When the war in Ukraine began, I was playing Wordle every day. The violence of Russia’s unprovoked invasion threw me off that daily pastime. It was impossible to carry on as usual. I regularly argued with people who denied Russian war crimes or blamed them on Ukraine or Nato. My sister went twice to Ukraine as a photojournalist, and I was so worried for her that I couldn’t sleep properly (she came back safely).
One of the ways I used to cope was playing Geoguessr, an online game where you try to geolocate random google maps sites. Researchers use geolocation to verify and investigate remote war crimes.

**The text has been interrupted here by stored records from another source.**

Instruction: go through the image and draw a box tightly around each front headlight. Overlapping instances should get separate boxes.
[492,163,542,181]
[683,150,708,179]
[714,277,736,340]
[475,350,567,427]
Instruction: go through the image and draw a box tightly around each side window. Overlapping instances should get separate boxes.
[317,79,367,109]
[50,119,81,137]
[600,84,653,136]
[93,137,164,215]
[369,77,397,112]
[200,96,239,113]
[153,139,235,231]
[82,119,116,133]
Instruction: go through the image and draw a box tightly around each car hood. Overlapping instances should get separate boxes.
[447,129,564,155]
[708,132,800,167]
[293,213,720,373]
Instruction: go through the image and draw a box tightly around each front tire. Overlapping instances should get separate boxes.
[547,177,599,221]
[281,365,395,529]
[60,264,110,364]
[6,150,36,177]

For years, I’ve been following the groundbreaking work of such researchers as Bellingcat or Forensic Architecture.
My purpose was trivial, only a way to take my mind off the war without forgetting it.

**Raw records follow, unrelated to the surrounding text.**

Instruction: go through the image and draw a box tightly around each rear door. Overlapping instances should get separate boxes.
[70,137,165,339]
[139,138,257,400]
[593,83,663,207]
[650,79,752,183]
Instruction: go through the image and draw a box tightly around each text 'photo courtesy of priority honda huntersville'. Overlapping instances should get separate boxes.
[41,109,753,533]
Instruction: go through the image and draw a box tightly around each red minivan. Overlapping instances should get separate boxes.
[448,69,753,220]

One day, I randomly landed in Ukraine. One way to gather clues to identify a location is to look at advertisements. Products, brands, and web addresses are tell-tale signs that help locate places. I paused across a billboard, noticing it was typeset in Comic Sans. I don’t share the disdain that most designers throw at Comic Sans. To me is a powerful reminder of the places and tasks designers can’t enter or do simply by being designers. Designers hate Comic Sans because it symbolizes all the places they are unwilling to join. I imagined a stereotypical design going to a war zone and noticing only the inappropriateness of a Comic Sans billboard.
Designers’ social and political interventions are weighted down by an obsession with design as a profession. Politics is reduced to a form of professional ethics and societe to a trove of potential clients. Comic Sans means some places escape this mindset.
Outside that narrow outlook, there are innovative ways to think about graphic meaning, images, and typefaces. The investigative methods of Bellingcat and Forensic Architecture point the way.